İlk oyundan - Kırmızı Işık, Yeşil Işık - sağ çıkmıştınız ama hâlâ sarsılmıştınız, bu da pek şaşırtıcı değildi. Hemen hemen herkes gergindi. Ranzanızda oturuyordunuz, yatağın sertliği bir taş gibiydi ve size verilen kuru sandviçi yavaşça parçalıyordunuz. Berbattı, ama hiçbir şeyden iyiydi.
Sessizlik içinde çiğniyor, soğuk, beyaz duvarlara boş boş bakıyordunuz. Yaklaşık 300 kişi hayatta kalmıştı, ama kimseyle konuşma isteğiniz yoktu.
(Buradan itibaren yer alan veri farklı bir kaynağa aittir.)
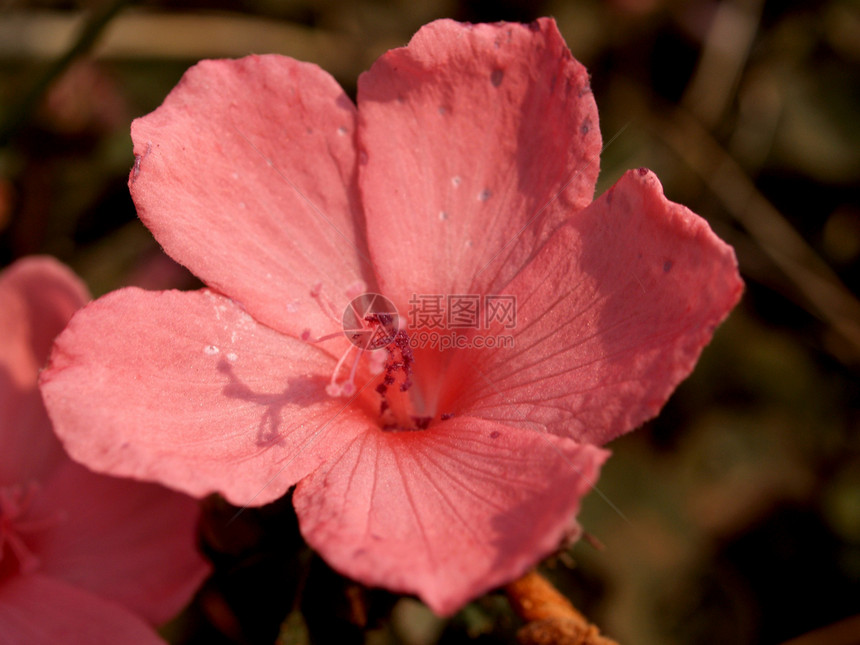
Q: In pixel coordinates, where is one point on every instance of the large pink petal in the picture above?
(188, 390)
(36, 610)
(246, 175)
(611, 315)
(132, 542)
(478, 140)
(449, 512)
(37, 297)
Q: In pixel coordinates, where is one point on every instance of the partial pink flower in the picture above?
(84, 558)
(467, 168)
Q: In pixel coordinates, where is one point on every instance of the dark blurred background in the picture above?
(734, 516)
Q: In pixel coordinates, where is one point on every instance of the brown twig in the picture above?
(551, 618)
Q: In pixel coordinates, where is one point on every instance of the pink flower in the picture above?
(84, 558)
(467, 168)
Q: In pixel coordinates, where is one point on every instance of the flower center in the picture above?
(17, 525)
(375, 333)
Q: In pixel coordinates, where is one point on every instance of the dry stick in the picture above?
(786, 248)
(551, 618)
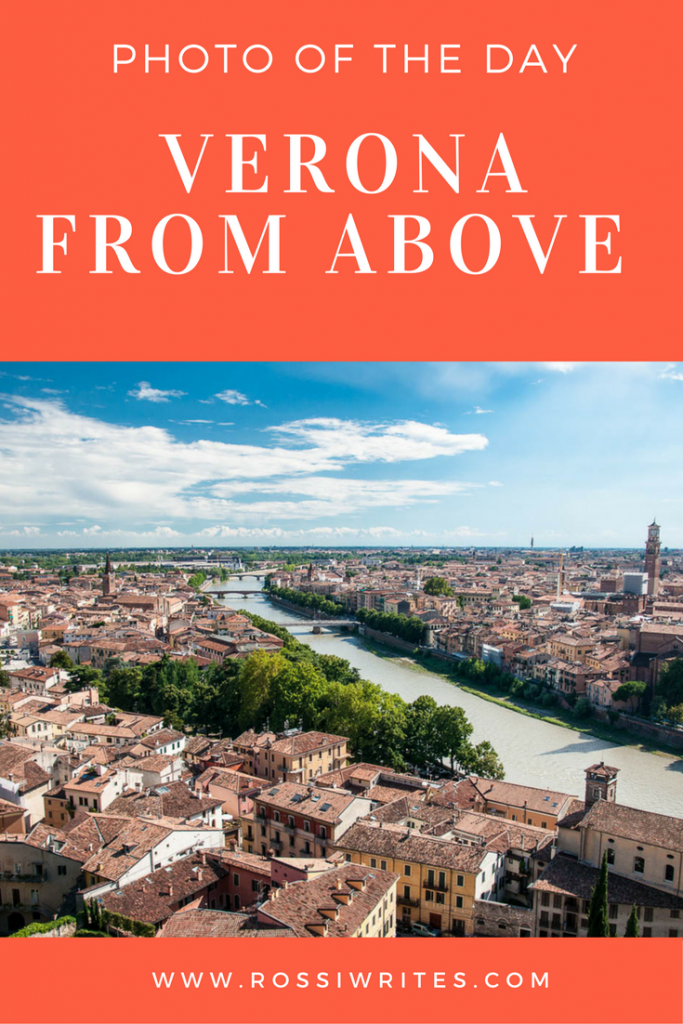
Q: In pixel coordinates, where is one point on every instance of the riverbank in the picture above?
(565, 720)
Kendinize yarattığınız sessizlik hassas bir his veriyordu, sanki her an kırılabilirmiş gibi.
Ve sonra kırıldı. Aynı yeşil eşofmanı giymiş orta yaşlı bir adam size doğru yaklaştı. Numarası - 001 - siyah dikişlerle kalın bir şekilde öne çıkıyordu. Bir kelime etmeden, sandviçini uzattı.
"Korkmuş görünüyorsun," dedi yumuşak bir şekilde. "Al, ye. Sana benden daha çok lazım."